I'm implementing some sort of flood fill algorithm in Matlab that, given a starting pixel in a binary image, will output a binary image containing only the pixels that can be directly connected to it.
Basically, let
foo =
1 1 1
1 0 0
1 0 1
calling flood_fill(foo,1,1) would yield
1 1 1
1 0 0
1 0 0
Now, I'm pretty new to Matlab. I initially implemented flood_fill in a recursive style, but the pass-by-value behaviour of Matlab made working with large images very inefficient. To fix this, I reimplemented flood_fill like this
function [outImage] = flood_fill(inImage,start_x,start_y)
width = size(inImage,2);
height = size(inImage,1);
outImage = zeros(height,width);
points = [];
points = [points; [start_x start_y]];
while size(points,1)>0
point = points(1,:);
points = points(2:end,:);
y=point(2);
x=point(1);
outImage(y,x)=1;
if (y>1 && (outImage(y-1,x)==0) && (inImage(y-1,x)==1))
points = [points; [x y-1]];
end
if (y<height && (outImage(y+1,x)==0) && (inImage(y+1,x)==1))
points = [points; [x y+1]];
end
if (x>1 && (outImage(y,x-1)==0) && (inImage(y,x-1)==1))
points = [points; [x-1 y]];
end
if (x<width && (outImage(y,x+1)==0) && (inImage(y,x+1)==1))
points = [points; [x+1 y]];
end
end
end
Now, this works on small matrices/images but takes forever on large images as well. I suspect the reason why is the large amount of array resizes going on. Normally (in C++ for example), I'd use an unordered linked list and use it as a stack (remove from and insert at the head) to avoid costly array resizes.
Is there an equivalent to such a data structure in Matlab? If not, what's a Matlab idiom I could use? Perhaps a built-in function?
The function that you search for called bwselect:
foo=[1 1 1; 1 0 0; 1 0 1]
b=bwselect(foo,1, 1)
Note that you can define also fourth input n (like that: bwselect(foo,1,1,n)), that can have a value of 4 to specify 4-connected region, or 8 to specify 8-connected region.
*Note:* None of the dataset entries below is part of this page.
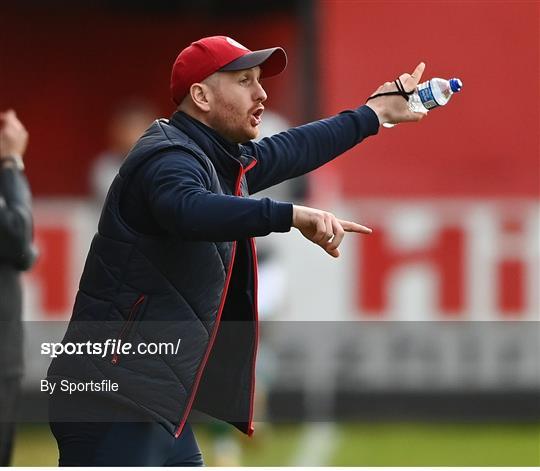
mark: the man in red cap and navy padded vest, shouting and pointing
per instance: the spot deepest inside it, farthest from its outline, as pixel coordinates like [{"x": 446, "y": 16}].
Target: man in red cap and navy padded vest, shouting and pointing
[{"x": 174, "y": 259}]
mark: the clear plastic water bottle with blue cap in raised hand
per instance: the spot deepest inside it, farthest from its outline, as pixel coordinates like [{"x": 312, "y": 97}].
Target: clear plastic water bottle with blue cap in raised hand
[{"x": 431, "y": 94}]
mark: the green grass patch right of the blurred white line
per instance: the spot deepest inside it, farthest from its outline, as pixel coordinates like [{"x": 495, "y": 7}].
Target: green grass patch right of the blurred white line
[{"x": 438, "y": 445}]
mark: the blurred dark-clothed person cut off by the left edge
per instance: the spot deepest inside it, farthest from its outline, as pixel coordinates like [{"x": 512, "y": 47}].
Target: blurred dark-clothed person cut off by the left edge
[{"x": 17, "y": 254}]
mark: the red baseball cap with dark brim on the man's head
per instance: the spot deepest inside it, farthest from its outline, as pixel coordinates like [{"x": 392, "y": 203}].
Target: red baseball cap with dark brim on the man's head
[{"x": 220, "y": 53}]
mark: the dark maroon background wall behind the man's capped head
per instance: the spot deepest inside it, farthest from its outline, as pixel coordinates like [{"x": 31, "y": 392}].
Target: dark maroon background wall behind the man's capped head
[{"x": 65, "y": 66}]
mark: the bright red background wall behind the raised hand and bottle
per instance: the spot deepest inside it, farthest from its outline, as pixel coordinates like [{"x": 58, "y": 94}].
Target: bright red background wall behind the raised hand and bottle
[{"x": 485, "y": 142}]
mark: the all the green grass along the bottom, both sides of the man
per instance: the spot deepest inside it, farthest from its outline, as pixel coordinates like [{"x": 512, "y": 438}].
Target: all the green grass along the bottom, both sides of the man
[{"x": 358, "y": 444}]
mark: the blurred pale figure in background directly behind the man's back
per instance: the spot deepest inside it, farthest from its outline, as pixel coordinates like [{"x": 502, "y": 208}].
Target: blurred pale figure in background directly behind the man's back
[{"x": 126, "y": 125}]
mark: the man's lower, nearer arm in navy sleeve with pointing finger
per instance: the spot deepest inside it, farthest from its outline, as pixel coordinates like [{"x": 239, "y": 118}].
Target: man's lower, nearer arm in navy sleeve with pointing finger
[{"x": 177, "y": 190}]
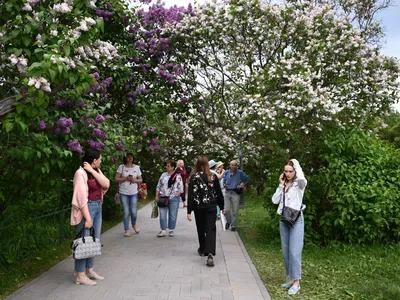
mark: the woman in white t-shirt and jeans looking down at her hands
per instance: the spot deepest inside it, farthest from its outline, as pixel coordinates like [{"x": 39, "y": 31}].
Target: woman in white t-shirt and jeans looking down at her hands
[{"x": 128, "y": 177}]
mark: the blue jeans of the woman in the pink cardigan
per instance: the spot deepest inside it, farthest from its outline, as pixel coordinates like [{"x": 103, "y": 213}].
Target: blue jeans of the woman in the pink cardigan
[{"x": 95, "y": 212}]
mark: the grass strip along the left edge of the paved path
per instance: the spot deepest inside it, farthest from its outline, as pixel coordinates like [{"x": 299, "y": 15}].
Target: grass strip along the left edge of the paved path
[{"x": 17, "y": 275}]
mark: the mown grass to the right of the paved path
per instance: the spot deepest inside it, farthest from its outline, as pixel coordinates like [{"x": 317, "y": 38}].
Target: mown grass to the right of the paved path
[{"x": 334, "y": 272}]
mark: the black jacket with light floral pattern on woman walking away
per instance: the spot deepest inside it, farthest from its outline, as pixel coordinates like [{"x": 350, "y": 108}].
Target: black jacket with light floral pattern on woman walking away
[{"x": 202, "y": 194}]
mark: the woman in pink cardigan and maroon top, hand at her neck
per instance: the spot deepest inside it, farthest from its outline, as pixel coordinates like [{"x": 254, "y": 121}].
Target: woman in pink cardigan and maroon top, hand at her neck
[{"x": 89, "y": 187}]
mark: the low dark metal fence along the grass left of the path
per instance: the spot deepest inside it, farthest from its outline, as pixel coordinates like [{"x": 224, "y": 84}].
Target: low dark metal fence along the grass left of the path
[{"x": 27, "y": 237}]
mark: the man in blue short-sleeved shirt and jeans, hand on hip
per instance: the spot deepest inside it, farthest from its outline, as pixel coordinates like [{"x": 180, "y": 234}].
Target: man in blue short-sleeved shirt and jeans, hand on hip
[{"x": 234, "y": 181}]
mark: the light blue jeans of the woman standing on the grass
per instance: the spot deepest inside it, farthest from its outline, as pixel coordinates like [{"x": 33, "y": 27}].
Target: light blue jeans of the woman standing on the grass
[{"x": 292, "y": 240}]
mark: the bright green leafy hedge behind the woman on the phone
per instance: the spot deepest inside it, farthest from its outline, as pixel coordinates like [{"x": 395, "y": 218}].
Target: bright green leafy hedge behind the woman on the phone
[{"x": 353, "y": 196}]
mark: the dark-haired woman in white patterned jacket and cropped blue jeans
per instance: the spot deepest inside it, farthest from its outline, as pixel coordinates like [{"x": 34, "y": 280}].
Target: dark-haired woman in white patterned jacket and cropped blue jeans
[{"x": 169, "y": 185}]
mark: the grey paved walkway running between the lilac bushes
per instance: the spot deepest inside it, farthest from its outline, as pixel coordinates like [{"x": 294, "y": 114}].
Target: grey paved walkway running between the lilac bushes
[{"x": 146, "y": 267}]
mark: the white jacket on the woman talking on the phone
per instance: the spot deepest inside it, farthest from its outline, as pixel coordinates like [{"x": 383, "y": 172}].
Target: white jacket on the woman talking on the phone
[{"x": 294, "y": 197}]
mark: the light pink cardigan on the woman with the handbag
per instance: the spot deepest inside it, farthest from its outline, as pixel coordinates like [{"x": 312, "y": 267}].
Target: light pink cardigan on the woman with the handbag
[{"x": 80, "y": 195}]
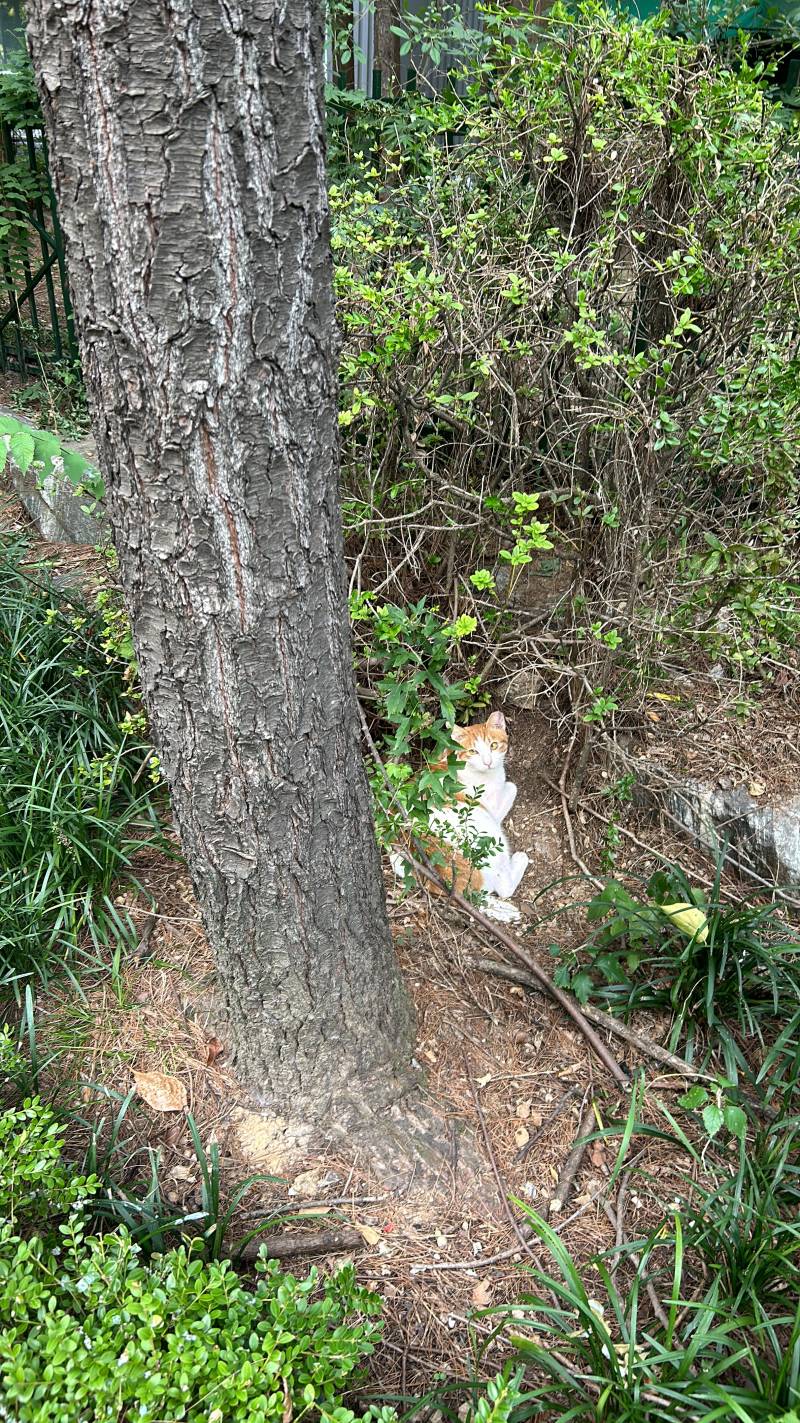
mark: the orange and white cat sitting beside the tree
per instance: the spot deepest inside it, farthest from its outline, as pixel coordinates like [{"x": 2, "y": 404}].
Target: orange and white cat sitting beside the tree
[{"x": 482, "y": 752}]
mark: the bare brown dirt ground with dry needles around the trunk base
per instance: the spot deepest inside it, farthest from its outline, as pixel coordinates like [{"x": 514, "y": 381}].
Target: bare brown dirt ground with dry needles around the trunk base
[{"x": 506, "y": 1068}]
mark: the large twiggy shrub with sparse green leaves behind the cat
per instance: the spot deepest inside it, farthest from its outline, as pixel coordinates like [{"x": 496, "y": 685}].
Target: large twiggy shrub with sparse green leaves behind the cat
[{"x": 589, "y": 298}]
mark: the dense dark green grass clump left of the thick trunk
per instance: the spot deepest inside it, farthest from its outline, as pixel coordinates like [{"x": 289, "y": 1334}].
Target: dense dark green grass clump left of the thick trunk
[{"x": 76, "y": 802}]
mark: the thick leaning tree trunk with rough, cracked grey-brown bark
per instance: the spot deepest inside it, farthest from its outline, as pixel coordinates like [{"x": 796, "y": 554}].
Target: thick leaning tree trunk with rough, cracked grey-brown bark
[{"x": 189, "y": 163}]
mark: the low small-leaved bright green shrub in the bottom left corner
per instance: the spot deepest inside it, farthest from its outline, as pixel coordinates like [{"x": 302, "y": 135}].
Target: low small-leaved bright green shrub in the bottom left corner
[{"x": 92, "y": 1331}]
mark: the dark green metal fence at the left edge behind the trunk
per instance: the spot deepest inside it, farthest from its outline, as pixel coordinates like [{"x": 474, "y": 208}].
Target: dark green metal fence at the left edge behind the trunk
[{"x": 36, "y": 312}]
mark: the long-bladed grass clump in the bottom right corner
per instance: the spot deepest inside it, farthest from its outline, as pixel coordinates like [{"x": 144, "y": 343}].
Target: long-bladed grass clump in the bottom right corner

Adiel answered your second question "Perhaps a built-in function?". As for the first part:
I'm not familiar with linked lists in MATLAB. However, you can speed up your function significantly by initializing the size of the points-matrix and don't change the size after that. Pre-initialization should always be done in MATLAB. If the function won't work with matrices of fixed size, I would always recommend you to try to rewrite the function.
For your specific case:
function [outImage] = flood_fill(inImage,start_x,start_y)
width = size(inImage,2);
height = size(inImage,1);
outImage = zeros(height,width);
points = zeros(nnz(inImage),2); % I take it this is the maximum size
points(1,:) = [start_x start_y];
k = 1; % Increment row number in points
while size(points,1)>0
k = k + 1;
y=points(k, 2);
x=points(k, 1);
I understand it you have programming skills in general, so I believe you should be able to adapt the remaining code to the new format. (I don't have time to go through it and rewrite it). I'm quite sure it will run much faster!